Taming the Big Bad Wolf

My first multi-pitch sport climb…   and some other stuff I did.

In a semi-last minute state of hunting a weekend getaway to escape the heat, Billy and I decided to go to Red Rock last weekend.  Yes, this is correct, we went to Las Vegas to escape the Los Angeles heat wave.  It might not have been cool, per say, but it was consistently over 10 degrees cooler than LA.  I’ll consider that a win.

We arrived in Red Rock at our quaint little hotel by the name of Bonnie Springs Motel, shortly after midnight.  I feel I could use an entire post to describe this place, but I will leave it to this single picture of me on the evening we arrived sitting on our bed.

Room 114... Just in case you want the same one. They have themed rooms too!
Room 114… Just in case you want the same one. They have themed rooms too!

We spent various parts of Thursday and Friday trying to figure out which routes we were going to do that weekend.  Billy picked Big Bad Wolf for me to do my first multi-pitch lead on right off the bat.  But our plan was to climb that Sunday, which meant Saturday was still a question mark.  It wasn’t until we actually made it to the hotel that we got serious about what climb we were going to do, and even at that, we just took a gamble at which route we thought would be in the shade out of the 3 routes we were considering.  We ended up on Birdland, but we were wrong about the sun, which was friece on our 5 pitch climb.

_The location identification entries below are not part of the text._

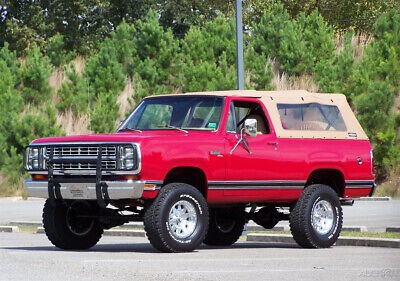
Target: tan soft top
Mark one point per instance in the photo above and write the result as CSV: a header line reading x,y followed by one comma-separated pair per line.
x,y
272,98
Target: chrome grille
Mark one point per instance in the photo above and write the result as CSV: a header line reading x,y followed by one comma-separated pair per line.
x,y
105,165
82,151
109,156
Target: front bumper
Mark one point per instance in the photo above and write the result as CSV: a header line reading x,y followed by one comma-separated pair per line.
x,y
116,189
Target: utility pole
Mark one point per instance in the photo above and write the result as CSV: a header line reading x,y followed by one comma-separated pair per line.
x,y
239,45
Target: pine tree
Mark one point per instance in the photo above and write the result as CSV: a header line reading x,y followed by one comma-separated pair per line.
x,y
35,76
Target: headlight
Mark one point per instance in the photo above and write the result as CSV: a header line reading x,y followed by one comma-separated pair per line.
x,y
34,158
127,157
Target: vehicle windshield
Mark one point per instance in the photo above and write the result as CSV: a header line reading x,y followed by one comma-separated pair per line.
x,y
175,113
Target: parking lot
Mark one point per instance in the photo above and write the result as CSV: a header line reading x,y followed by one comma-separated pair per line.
x,y
31,256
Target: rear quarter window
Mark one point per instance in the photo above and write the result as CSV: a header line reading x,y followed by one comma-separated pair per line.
x,y
311,117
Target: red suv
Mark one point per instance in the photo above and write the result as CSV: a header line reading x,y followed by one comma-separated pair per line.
x,y
197,167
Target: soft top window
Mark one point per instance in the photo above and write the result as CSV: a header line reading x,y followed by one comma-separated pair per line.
x,y
311,117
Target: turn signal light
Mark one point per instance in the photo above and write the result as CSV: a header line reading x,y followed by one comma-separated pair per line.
x,y
37,177
129,177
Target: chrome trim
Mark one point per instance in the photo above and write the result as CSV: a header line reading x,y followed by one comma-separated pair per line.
x,y
116,189
237,185
359,184
91,172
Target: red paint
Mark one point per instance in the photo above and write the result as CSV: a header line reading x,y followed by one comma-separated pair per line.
x,y
289,159
356,192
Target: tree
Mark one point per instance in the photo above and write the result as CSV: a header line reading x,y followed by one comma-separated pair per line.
x,y
35,76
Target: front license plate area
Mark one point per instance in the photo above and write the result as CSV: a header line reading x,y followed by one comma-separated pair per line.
x,y
78,192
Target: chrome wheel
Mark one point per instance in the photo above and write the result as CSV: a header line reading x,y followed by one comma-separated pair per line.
x,y
182,219
322,217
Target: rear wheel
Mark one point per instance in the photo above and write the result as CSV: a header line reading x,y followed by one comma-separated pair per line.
x,y
316,219
226,226
177,220
67,229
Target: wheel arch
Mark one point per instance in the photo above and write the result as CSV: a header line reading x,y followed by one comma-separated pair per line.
x,y
330,177
192,175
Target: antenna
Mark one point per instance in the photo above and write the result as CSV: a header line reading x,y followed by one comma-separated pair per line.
x,y
90,120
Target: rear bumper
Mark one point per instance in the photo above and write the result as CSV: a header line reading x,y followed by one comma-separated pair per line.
x,y
115,189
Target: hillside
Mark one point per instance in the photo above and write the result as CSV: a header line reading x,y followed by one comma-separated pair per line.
x,y
50,91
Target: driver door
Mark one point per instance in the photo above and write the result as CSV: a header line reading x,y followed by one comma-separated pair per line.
x,y
247,172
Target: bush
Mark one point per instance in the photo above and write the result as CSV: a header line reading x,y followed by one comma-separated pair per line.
x,y
11,61
333,74
106,80
156,58
297,44
73,92
35,76
55,50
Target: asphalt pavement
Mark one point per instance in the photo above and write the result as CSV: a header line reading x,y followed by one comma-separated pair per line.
x,y
25,256
375,215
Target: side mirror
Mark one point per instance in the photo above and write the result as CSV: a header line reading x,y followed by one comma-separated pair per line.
x,y
250,127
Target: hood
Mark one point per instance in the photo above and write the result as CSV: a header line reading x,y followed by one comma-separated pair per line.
x,y
116,137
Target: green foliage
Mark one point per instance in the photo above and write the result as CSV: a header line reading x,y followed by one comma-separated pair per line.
x,y
106,79
333,74
374,86
210,56
298,45
259,71
105,113
156,61
209,76
55,50
35,75
10,59
123,41
73,92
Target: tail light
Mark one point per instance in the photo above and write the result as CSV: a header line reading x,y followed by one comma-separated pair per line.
x,y
372,163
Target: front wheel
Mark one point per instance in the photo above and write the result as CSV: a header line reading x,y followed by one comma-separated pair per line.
x,y
316,219
67,227
177,220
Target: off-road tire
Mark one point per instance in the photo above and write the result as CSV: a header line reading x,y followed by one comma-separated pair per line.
x,y
300,217
225,235
59,233
156,218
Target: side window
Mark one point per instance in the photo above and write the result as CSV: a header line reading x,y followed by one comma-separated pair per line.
x,y
231,123
241,110
311,117
155,115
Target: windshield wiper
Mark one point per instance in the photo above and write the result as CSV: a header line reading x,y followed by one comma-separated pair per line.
x,y
173,127
129,130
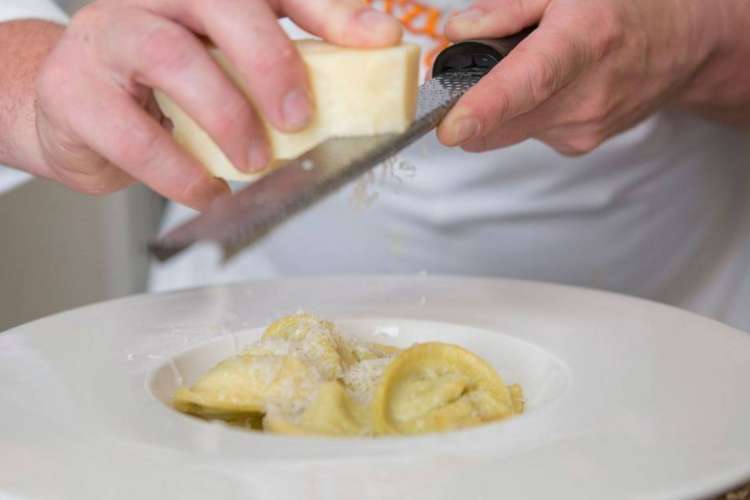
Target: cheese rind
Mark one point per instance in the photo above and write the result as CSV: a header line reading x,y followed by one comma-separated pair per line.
x,y
355,91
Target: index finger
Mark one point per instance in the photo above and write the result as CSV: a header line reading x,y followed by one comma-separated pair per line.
x,y
542,65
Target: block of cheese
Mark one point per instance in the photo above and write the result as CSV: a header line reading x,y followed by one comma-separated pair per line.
x,y
356,92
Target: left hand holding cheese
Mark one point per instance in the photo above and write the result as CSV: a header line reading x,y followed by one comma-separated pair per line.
x,y
96,127
593,69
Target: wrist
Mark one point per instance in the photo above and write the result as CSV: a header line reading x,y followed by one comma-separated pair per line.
x,y
24,45
719,86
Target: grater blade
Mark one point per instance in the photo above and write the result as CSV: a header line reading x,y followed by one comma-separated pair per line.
x,y
237,221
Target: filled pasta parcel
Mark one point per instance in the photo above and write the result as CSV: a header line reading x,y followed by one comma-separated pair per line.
x,y
304,377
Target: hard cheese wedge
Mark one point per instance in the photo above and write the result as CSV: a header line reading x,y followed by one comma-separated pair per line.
x,y
356,92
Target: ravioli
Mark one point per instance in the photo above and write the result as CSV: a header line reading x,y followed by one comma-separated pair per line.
x,y
438,387
303,377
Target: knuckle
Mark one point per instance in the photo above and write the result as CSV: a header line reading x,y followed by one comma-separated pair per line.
x,y
282,60
166,49
139,147
594,110
545,78
608,33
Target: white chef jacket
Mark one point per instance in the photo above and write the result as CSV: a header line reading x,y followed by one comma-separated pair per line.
x,y
22,9
661,212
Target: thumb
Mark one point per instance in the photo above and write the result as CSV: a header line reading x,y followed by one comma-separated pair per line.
x,y
494,18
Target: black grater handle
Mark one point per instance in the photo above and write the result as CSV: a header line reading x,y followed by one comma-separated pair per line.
x,y
477,55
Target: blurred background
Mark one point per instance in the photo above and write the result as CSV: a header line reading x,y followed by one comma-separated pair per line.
x,y
67,250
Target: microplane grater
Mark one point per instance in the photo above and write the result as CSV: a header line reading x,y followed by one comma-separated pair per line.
x,y
239,220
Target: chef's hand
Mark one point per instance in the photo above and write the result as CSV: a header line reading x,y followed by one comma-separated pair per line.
x,y
592,69
98,127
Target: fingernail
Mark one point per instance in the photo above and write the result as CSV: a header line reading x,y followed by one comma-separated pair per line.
x,y
259,156
296,109
464,129
371,18
470,15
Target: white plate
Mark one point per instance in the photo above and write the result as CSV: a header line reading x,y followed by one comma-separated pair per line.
x,y
627,399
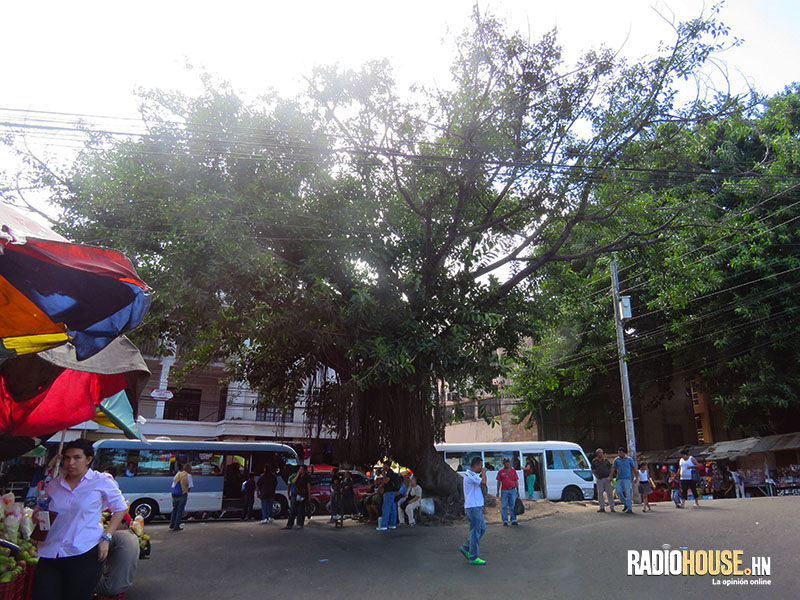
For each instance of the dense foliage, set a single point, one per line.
(391, 242)
(716, 301)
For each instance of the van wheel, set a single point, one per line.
(572, 494)
(145, 508)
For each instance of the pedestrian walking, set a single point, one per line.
(507, 491)
(601, 469)
(738, 482)
(248, 496)
(530, 478)
(301, 496)
(391, 485)
(690, 475)
(413, 500)
(624, 470)
(265, 486)
(675, 487)
(180, 496)
(474, 478)
(645, 487)
(71, 556)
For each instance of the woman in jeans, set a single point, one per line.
(181, 484)
(71, 556)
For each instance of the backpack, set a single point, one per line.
(177, 490)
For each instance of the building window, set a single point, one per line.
(184, 406)
(222, 407)
(489, 407)
(698, 423)
(271, 414)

Even through the heat, which I don’t think actually got above 90, Birdland is a great climb.  I can see why it is on the list of classics.  It’s an easy hike in, minus the last small push to make it to the first belay station.  As you are climbing, little birds swoosh by you at top speed, which is pretty incredible.  Furthermore we lucked out because there was only one other team on the climb the whole day, and it was people we knew coincidently.   Normally popular routes like these are stacked with lines to get on if you aren’t the first team there, but taking a gamble on heading to Red Rock early in their season definitely paid out with the lack of crowds.

I would love to say I have some crazy Vegas story for you but I was getting a little hangry coming off the route (sometimes I forget to eat) and after taking a beat down from the heat, I was exceedingly tired.  We did hit the famous buffet at Ceasers Palace where I saw a guy in a wheelchair puking as we were waiting to be seated.  But that is about the extent of the “what happens in Vegas, stays in Vegas” saga.  Next time.

On to the good stuff:

ERICA’S FIRST MULTI-PITCH SPORT LEAD

Yeah, it deserved it’s own heading.

I’m not going to lie, I was intimidated by the idea of doing my first multi-pitch lead, especially with a 5.9 start.  But part of my goal of coming back out to Red Rock was to redeem myself on my mental game.  My first visit to Red Rock was on our way back from Moab, which was daily smack down of crack climbing.  The routes in Moab were pretty unforgiving to me.  It was like they were bullying me to test my self confidence, which I really didn’t need tested.

By the time I hit Red Rock, I was intimidated by EVERYTHING.  It was like I was carrying around a 2 ton gorilla that could speak, and all he would do is tell me everything I couldn’t do, even if I could do it.

That is the real reason I picked Red Rock for our weekend excursion.  All the other stuff fell into place, but I wanted to go up to gorilla and tell him to go fly a kite, and while he is at it, get the fudge out of my way because I have some climbing to do!

And climb I did.

When I first saw Big Bad Wold I almost had to laugh; the bolts start off placed so close together, you know this route was bolted it for sissys like me.  I personally thank whoever bolted that route.  Big Bad Wolf is anything but big and bad.  I think they should’ve named it Goldylocks, because the route is not too hard, but not too easy; it is just right.  Starting off with a well bolted 5.9, moving to an easy start but slabby 5.8, followed by another 5.8 that gets a little more vertical, and ending on a 5.0!  A 5.0!  You can sprint up that pitch, kind of, not really, but sort of.

It was great.  I was so proud of myself.  I wasn’t perfect but I had a ball and learned a lot.  I even got to practice some trad placement before taking off.  And I would’ve given that gorilla the finger just for good measure but I think the big bad wolf scared him off.